We all entered into the NEW YEAR 2013.The first day of the year is perhaps the only day that celebrates the passage of time and that’s why most of us became introspective as the final seconds of the year tick away.

Our introspection turns to thoughts of self improvement and the annual ritual of making resolutions start, and we feel ourselves in a vessel of self improvement which offers the tools for remaking ourselves. The beginning of a new year often feels like a fresh start, a great opportunity to eliminate bad habits and establish new routines that will help us grow psychologically, emotionally, socially, physically or intellectually. Of course, resolutions are much easier to make than to keep and by the end of January many of us have abandoned our resolve and settled back into our old patterns .A key element to a New Year resolution that sets it apart from other resolutions is that it is made in anticipation of the New Year, and new beginnings. The concept, regardless of creed is to reflect upon self improvement annually. You too can turn your New Year resolutions into reality, but it needs a little dedication and a will to do something different to emerge out like a winner.

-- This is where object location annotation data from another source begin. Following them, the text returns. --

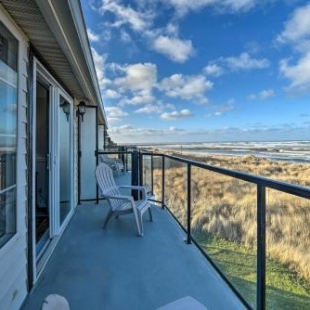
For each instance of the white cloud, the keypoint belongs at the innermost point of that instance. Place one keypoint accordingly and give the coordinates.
(125, 36)
(299, 74)
(140, 76)
(93, 37)
(138, 21)
(174, 48)
(266, 94)
(186, 87)
(149, 109)
(262, 95)
(244, 62)
(115, 114)
(140, 97)
(112, 94)
(182, 7)
(297, 33)
(213, 70)
(176, 114)
(99, 61)
(297, 28)
(221, 109)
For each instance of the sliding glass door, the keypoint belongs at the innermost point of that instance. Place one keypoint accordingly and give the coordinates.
(65, 158)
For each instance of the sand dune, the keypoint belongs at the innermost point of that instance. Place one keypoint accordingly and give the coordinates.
(226, 207)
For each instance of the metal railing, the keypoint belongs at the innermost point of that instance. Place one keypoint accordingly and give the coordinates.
(261, 184)
(143, 165)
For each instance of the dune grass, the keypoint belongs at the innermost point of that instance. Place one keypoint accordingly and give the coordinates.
(238, 263)
(225, 208)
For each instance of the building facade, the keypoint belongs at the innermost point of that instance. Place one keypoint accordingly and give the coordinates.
(46, 72)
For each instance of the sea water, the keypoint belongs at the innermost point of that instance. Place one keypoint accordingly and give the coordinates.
(291, 151)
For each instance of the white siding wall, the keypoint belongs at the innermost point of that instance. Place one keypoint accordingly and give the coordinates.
(13, 255)
(76, 158)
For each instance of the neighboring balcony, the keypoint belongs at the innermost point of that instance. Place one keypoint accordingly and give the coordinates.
(197, 245)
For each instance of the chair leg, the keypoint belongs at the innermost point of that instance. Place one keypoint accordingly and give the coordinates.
(138, 218)
(107, 218)
(150, 214)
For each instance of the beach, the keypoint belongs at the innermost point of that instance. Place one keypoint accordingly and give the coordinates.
(225, 208)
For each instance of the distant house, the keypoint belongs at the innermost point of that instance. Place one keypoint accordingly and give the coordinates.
(47, 148)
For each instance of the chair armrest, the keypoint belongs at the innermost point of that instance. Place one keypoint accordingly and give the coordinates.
(140, 188)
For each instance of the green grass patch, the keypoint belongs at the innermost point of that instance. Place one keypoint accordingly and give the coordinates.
(284, 289)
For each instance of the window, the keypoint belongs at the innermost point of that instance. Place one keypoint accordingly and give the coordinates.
(8, 133)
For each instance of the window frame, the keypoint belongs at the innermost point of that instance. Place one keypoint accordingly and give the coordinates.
(12, 216)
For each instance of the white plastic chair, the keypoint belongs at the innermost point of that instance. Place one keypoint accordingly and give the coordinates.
(121, 204)
(115, 164)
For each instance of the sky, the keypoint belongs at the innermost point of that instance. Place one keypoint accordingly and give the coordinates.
(202, 70)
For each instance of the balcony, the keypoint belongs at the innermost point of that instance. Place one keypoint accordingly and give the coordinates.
(116, 269)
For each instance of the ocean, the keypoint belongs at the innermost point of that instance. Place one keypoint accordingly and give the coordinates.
(290, 151)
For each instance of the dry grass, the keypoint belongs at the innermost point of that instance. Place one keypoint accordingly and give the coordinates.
(226, 207)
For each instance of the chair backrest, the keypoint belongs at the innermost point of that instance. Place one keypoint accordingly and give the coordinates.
(105, 180)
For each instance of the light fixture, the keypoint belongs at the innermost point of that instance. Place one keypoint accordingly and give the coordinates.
(81, 109)
(65, 105)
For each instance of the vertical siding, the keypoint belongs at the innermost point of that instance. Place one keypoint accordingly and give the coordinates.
(13, 255)
(76, 159)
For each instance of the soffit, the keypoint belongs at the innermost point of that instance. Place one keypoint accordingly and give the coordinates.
(64, 57)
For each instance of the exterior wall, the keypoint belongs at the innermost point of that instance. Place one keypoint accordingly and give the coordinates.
(13, 255)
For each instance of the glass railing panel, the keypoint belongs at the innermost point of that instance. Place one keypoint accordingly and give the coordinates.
(223, 223)
(176, 189)
(157, 177)
(288, 251)
(147, 172)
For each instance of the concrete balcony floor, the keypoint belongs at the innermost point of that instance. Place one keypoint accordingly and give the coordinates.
(115, 269)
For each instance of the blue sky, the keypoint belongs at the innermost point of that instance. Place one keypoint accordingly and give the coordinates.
(202, 70)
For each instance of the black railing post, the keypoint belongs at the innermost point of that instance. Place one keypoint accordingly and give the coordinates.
(189, 204)
(261, 247)
(97, 187)
(152, 174)
(141, 179)
(163, 182)
(135, 172)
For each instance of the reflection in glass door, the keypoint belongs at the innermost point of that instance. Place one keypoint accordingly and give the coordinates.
(65, 163)
(42, 206)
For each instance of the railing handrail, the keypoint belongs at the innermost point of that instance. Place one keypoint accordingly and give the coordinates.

Taking on too much is a common reason why so many New Year's Resolutions fail. Dramatically slashing calories, over-doing it at the gym or radically altering your normal behavior are sure-fire ways to derail your plans. Instead, focus on taking tiny steps that will ultimately help you reach your larger goal. While it may seem like a slow start, making small changes means it will be easier to stick to your new habits and you will reap the rewards in the long-term. If you are willing to do something different this year follow the P2MR rule and feel and experience the difference.

Planning is a crucial activity, for it designs the map that lays the ground work for the other functions required for accomplishing our goals. The plan itself specifies what should be done, by whom, where, when and how. The whole process of proper planning keeps us feel tracked for accomplishing our goals. Commit to an undoubted and realistic specific plan. Where and when are you going to do what you resolve to do? Committing to a specific plan to accomplish a goal not only makes it more likely to be done, but it also gets it off your mind so you can accomplish other things related to your goal. Remove all feelings of self-doubt and negative thoughts of 'how can I ever do this' . It's normal to feel fear, take that as par for the course and keep moving ahead.

Picture yourself carrying out your plan in you mind whenever possible. Research shows that imagined practice is almost as good as physical practice for training new skills and habits. Keeping resolutions is also about creating new habits. When you imagine carrying out the specific plans that you set, you’re more likely to carry them out with ease. Plan the strategies you are going to implement and celebrate the success of it in your mind always. Always remember that positive imagery works well in fulfilling our plans.

Monitor your progress. One of the simplest things you can do to meet your standards is to keep track of how well you’re doing. If you’re dieting, weigh yourself or record your caloric intake daily. Signs of failure will energize you to change. Signs of success will encourage you to keep on going.

Goals often compete and interfere with one another, but sometimes you can combine them also. If possible turn your resolution-related activities into social activities which will save you from having to sacrifice one goal for another. Connect with someone who shares your goal. Goals are contagious. If someone close to you is pursuing a goal, you’ll be more likely to pursue it, too.

Create a routine and stick to it. A routine is a series of habits. If you've got a good routine set up--say a morning routine of breakfast-exercise-shower-dress-commute, you've freed yourself from a lot of small decisions that could slow you down or capture valuable brain space that you'd prefer to use for something else. Every time you engage in a behavior, you make it easier to enact it again later. Do a goal-related activity at the same time and in the same place every day or weekly, and eventually the behavior will become habit. So routines are great! Until  they're not. The disadvantages of an unhealthy routine are obvious. But even good, healthy routines can drag us down if we don't break them and re-form them from time to time.

What's helpful about the ritual of New Year's resolutions is that we have a specific time of year to reconsider our habits and routines and make a conscious change. Still, any time is a good time to re-evaluate your routines when they begin to smell a bit stale. We roll our eyes at people’s resolutions because we often see them fail but, research shows that small changes in how people think about and manage their goals can make all the difference. If you are truly committed for achieving your new year's resolution you will forget about calling it a new year’s resolution! It needs to be a constant living resolution that you are committed for achieving. This living resolution does not fade after January finishes, because it is alive and takes much more than a yearly review to survive. Be unusual this year and make your new year's resolution a living resolution that remains a part of your life for longer than January.